As terrible as the oil sands are with their destruction of the boreal forests, we are doing the SAME thing in the US in the Appalachian mountains of West Vriginia, Kentucky, Tennessee, and North Carolina – its called mountaintop removal mining where they raze all the old forests off the mountain and then blast the mountain tops apart to get to the coal. The result is a moonscape devoid of trees, wildlife, and everything else that made it one of the most bio-diverse places in the US. Look up mountain top removal mining in Google and look at the pictures and read the accounts. While they are strip mining coal with this method its coal that comes into all of our homes while we destroy not only a forest, an ecosystem, part of our heritage as the oldest mountains in the country fall, and a lot of our future as well as the lives of the people who live nearby. We can do better and we need to hurry up and do it before its too late.
This oil is expensive to extract and has destroyed this area – I'm ashamed of it as a cdn.
Global demand in oil is causing this disgrace. Alternative energy solutions is the only answer.
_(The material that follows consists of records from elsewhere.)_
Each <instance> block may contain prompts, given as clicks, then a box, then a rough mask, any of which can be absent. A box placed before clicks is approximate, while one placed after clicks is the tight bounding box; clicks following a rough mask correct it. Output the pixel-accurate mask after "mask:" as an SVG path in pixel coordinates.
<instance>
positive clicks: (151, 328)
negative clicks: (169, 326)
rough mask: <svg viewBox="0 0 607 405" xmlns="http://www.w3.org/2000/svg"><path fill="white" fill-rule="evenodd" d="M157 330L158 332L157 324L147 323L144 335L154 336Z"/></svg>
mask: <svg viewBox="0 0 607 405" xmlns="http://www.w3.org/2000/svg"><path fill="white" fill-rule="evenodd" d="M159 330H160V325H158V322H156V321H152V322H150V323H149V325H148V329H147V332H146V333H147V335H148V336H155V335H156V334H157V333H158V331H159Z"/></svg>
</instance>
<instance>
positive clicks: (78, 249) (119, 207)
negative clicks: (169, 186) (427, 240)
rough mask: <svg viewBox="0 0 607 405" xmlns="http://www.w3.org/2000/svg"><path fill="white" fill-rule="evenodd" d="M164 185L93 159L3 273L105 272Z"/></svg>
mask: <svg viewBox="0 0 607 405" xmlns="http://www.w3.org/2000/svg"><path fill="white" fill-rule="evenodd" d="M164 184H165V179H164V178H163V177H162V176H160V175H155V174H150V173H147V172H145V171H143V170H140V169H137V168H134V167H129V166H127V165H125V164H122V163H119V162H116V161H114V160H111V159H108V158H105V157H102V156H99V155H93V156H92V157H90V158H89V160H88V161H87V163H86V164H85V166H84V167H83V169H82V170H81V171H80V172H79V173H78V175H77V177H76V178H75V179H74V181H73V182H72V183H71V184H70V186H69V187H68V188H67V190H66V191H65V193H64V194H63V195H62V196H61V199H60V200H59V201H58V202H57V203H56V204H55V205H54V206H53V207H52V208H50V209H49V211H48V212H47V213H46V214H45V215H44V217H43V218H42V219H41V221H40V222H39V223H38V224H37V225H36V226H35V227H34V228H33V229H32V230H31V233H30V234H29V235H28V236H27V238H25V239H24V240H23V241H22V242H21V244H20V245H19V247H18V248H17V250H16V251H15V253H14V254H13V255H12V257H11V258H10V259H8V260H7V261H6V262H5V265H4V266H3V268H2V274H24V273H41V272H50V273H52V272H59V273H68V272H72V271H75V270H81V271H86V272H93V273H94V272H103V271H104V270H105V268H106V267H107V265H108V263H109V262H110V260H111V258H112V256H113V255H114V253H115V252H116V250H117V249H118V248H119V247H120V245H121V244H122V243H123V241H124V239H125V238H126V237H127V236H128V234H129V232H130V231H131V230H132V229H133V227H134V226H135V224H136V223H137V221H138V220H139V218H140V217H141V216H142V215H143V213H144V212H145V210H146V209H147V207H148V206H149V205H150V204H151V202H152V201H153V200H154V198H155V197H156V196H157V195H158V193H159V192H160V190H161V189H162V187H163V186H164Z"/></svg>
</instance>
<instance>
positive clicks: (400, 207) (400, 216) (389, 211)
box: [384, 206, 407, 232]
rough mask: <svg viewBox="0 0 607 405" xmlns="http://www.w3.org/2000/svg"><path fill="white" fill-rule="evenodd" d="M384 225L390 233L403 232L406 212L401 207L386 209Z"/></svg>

The world has vast amounts of technology and money to invest in solar, hydrothermal, etc. Why don't we? It is too hard and it will cost too much money to change a system that has been lucrative to a few and an addiction to others. We are oil addicts. As long as we can get our fix, why should we want to go into rehabilitation for this planet. Exactly.
Truly the photos speak for themselves and provided an insight to greed. It's too bad that the beautiful trees that provide us with so much may be destroyed in mans process of never being satisfied. That is until everything is all gone and the dust has settled. Shame.
Canadians do a great many things right but this is terribly, terribly wrong. It reminds one of the devastation wreaked on the Amazon, or Indonesia. Tragic.
Sad and wrong on so many levels! When are we going to get our act together and find alternative energy sources???
Fantastic photos. The oil sands are an amazing resource and some say that the reserves found in Canada, are the tip of the iceberg; however at what environmental cost and how far are we willing to go in the pursuit of oil?